The hospital was where I always used to go to get my mind off things. Being busy used to help me cope.

Now, seeing Robert Anderson and some of the others who recovered from the mind control, only reminded me that my husbands were now captured by the source of that abuse. I could barely function at home, I couldn’t focus at work. I was just a mess.

I had ridden out alone into the unknown for one man once. Every cell in my body wanted to go out and find my two, but Jandro and Gunner stopped me every time I attempted. They stuck to me like velcro, making sure I didn’t run out and do anything stupid.

Jandro was in the day room across the hall now, spending time with patients as they recovered, but I knew he was also there to keep an eye on me. I couldn’t get a single moment alone and hated how stagnant everything felt. The army was planning, strategizing supposedly, butnothingwas being done. And every time I had enough and got off my ass, someone made sure to stop me.
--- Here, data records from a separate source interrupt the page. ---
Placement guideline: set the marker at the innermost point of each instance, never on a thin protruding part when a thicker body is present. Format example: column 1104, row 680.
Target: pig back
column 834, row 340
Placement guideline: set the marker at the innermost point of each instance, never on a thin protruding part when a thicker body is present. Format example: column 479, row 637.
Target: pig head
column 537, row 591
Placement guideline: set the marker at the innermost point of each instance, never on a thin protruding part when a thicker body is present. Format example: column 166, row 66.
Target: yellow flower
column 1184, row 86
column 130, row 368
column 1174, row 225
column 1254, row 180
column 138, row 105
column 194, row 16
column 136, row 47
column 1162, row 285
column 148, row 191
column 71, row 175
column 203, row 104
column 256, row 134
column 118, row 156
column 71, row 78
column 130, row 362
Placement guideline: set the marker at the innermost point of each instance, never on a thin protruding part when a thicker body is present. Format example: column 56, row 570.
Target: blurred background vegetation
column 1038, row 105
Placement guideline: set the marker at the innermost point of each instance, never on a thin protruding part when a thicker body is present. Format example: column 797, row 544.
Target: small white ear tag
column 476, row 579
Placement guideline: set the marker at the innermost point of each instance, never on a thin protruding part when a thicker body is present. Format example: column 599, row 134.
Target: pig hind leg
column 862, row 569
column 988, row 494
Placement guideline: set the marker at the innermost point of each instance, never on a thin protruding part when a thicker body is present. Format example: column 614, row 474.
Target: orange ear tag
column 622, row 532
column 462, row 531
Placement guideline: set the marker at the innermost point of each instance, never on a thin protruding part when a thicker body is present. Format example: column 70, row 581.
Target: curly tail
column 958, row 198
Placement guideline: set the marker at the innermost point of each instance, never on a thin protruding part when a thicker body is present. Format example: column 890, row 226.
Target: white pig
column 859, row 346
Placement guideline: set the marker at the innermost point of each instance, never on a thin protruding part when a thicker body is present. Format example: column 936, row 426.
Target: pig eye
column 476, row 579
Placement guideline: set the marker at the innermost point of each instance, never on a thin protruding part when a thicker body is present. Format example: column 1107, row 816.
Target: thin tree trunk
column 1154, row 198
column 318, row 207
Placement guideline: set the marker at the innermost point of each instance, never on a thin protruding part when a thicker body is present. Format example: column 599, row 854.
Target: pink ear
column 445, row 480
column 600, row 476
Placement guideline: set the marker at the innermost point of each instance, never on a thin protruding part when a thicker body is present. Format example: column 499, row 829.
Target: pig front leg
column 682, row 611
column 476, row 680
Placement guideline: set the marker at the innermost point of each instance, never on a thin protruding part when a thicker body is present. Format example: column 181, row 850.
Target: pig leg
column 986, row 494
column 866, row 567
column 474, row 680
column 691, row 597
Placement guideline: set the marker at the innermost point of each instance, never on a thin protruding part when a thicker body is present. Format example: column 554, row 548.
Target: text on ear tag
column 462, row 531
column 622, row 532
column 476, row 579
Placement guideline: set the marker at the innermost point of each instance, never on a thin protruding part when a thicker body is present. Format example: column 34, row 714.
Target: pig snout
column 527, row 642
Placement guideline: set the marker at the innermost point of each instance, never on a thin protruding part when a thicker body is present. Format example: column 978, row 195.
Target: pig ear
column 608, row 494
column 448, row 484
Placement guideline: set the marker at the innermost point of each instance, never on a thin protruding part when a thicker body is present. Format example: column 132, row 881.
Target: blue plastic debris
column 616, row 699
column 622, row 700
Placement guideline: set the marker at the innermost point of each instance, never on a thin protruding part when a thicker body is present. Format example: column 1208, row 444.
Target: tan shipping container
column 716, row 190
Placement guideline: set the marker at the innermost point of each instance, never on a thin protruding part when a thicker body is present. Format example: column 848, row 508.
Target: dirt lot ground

I had screamed and cried and hit so many pillows over the lack of action to get my men back. I was exhausted, and nothing would release the rage at what had taken them from me.

Medics and patients alike barely talked to me anymore, so I was surprised to hear the door to the break room open. The Pop-Tart in my mouth tasted like cardboard as I turned in my seat to see my dad standing in front of the door.

He was looking better. His eye was healing and the staples in his head wound had been removed. Still, my chest cracked at the sight of him. He’d been one of Tash’s victims and couldn’t remember me or the second language he was fluent in.

“Buenos dias,” I said absently to him before turning back around. Technically, he wasn’t allowed in this room, but fuck if I cared about hospital protocol anymore.

He was silent for several long seconds before I heard a soft, “Morning,mijita.”

I froze, my pulse shooting up to pound furiously as I processed those words. When I turned around again, it was with the heartbreaking fear that I had misheard him. “What did you say?” I whispered.

My dad’s lips trembled and his dark eyes were filled with unspent tears. “I said good morning to my daughter.”

I stood shakily from my chair, unable to believe what I heard as I gripped the armrest until my hand ached. “You…you…”

“Yes!” My dad rushed forward with his arms out. “I remember you, Mariposa.”

Emotion burst so hard from my chest, I was barely aware of what my body was doing until we crushed each other into the hug I’d spent years yearning for.

I thought I couldn’t cry anymore, but his thin hospital shirt was soaked through after moments of being pressed to his chest. He felt thinner and more frail than I remembered, but this hug was exactly the same as all the other ones we shared before. When he’d come home after weeks of fighting, Mom and I would cling to him like we’d never see him again. Then he’d leave again and we held onto him like we’d never let him go.

“Oh my daughter, I’m so sorry.” He kissed my hair and rubbed my back. “I should have recognized you the moment I saw you.”